Lefranc Romain, Waeckel Thibaut, Doerfler Arnaud, Tillou Xavier
Urology department, CHU de Caen, Avenue de la Côte de Nacre, Caen, 14000, France.
Urology department, CHU de Charleroi, Université libre de Bruxelles (ULB), Charleroi, 6000, Belgium.
World J Urol. 2025 Sep 18;43(1):561. doi: 10.1007/s00345-025-05900-1.
Surgical pyelonephritis (SP) encompasses severe upper urinary tract infections, including pyonephrosis, renal and perinephric abscesses, and emphysematous pyelonephritis. The 2024 EAU Guidelines classify these as complicated UTIs requiring early antibiotic therapy, hemodynamic stabilization, and prompt source control. This study aimed to reassess the role of emergency nephrectomy (EN) in SP management and to identify predictors of conservative management (CM) failure.

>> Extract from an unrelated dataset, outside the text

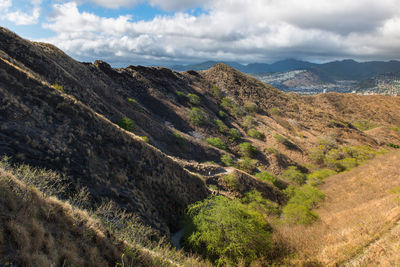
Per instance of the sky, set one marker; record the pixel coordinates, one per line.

We conducted a retrospective, single-center study including patients treated for SP at Caen University Hospital, France, between January 2011 and December 2022.
Eighty-eight patients were included: 10 underwent primary EN, and 78 received CM, of whom 9 (11.5%) later required secondary nephrectomy (SN) due to CM failure. Renal abscesses (RA) were the most frequent indication for EN, followed by emphysematous pyelonephritis. Diabetes was significantly more prevalent in EN patients (p < 0.001). Urinary tract obstruction was observed in 30.0% of EN patients versus 82.1% of those initially treated conservatively (p = 0.001). Initial EN patients had higher severe morbidity rates than CM patients (50.0% vs. 29.5%, p = 0.04), although similar to SN patients (66.7% vs. 50.0%, p = 0.07). A high ASA score, chronic kidney disease (CKD), and smoking were associated with an increased risk of CM failure.
Surgical pyelonephritis should be managed stepwise, favoring conservative approaches when possible. Early identification of patients at risk of failure is crucial, and timely escalation to nephrectomy may improve outcomes. Biomarkers and standardized reassessment protocols may support better risk stratification.
外科性肾盂肾炎(SP)包括严重的上尿路感染,如脓肾、肾及肾周脓肿和气肿性肾盂肾炎。2024年欧洲泌尿外科学会(EAU)指南将这些归类为需要早期抗生素治疗、血流动力学稳定及迅速控制感染源的复杂性尿路感染。本研究旨在重新评估急诊肾切除术(EN)在SP治疗中的作用,并确定保守治疗(CM)失败的预测因素。
我们进行了一项回顾性单中心研究,纳入2011年1月至2022年12月期间在法国卡昂大学医院接受SP治疗的患者。
共纳入88例患者:10例行一期EN,78例接受CM,其中9例(11.5%)因CM失败后来需要二期肾切除术(SN)。肾脓肿(RA)是EN最常见的适应证,其次是气肿性肾盂肾炎。糖尿病在EN患者中显著更常见(p<0.001)。30.0%的EN患者存在尿路梗阻,而最初接受保守治疗的患者中这一比例为82.1%(p=0.001)。一期EN患者的严重并发症发生率高于CM患者(50.0%对29.5%,p=0.04),尽管与SN患者相似(66.7%对50.0%,p=0.07)。高美国麻醉医师协会(ASA)评分、慢性肾脏病(CKD)和吸烟与CM失败风险增加相关。
外科性肾盂肾炎应逐步进行治疗,尽可能采用保守方法。早期识别有失败风险的患者至关重要,及时升级至肾切除术可能改善预后。生物标志物和标准化的重新评估方案可能有助于更好地进行风险分层。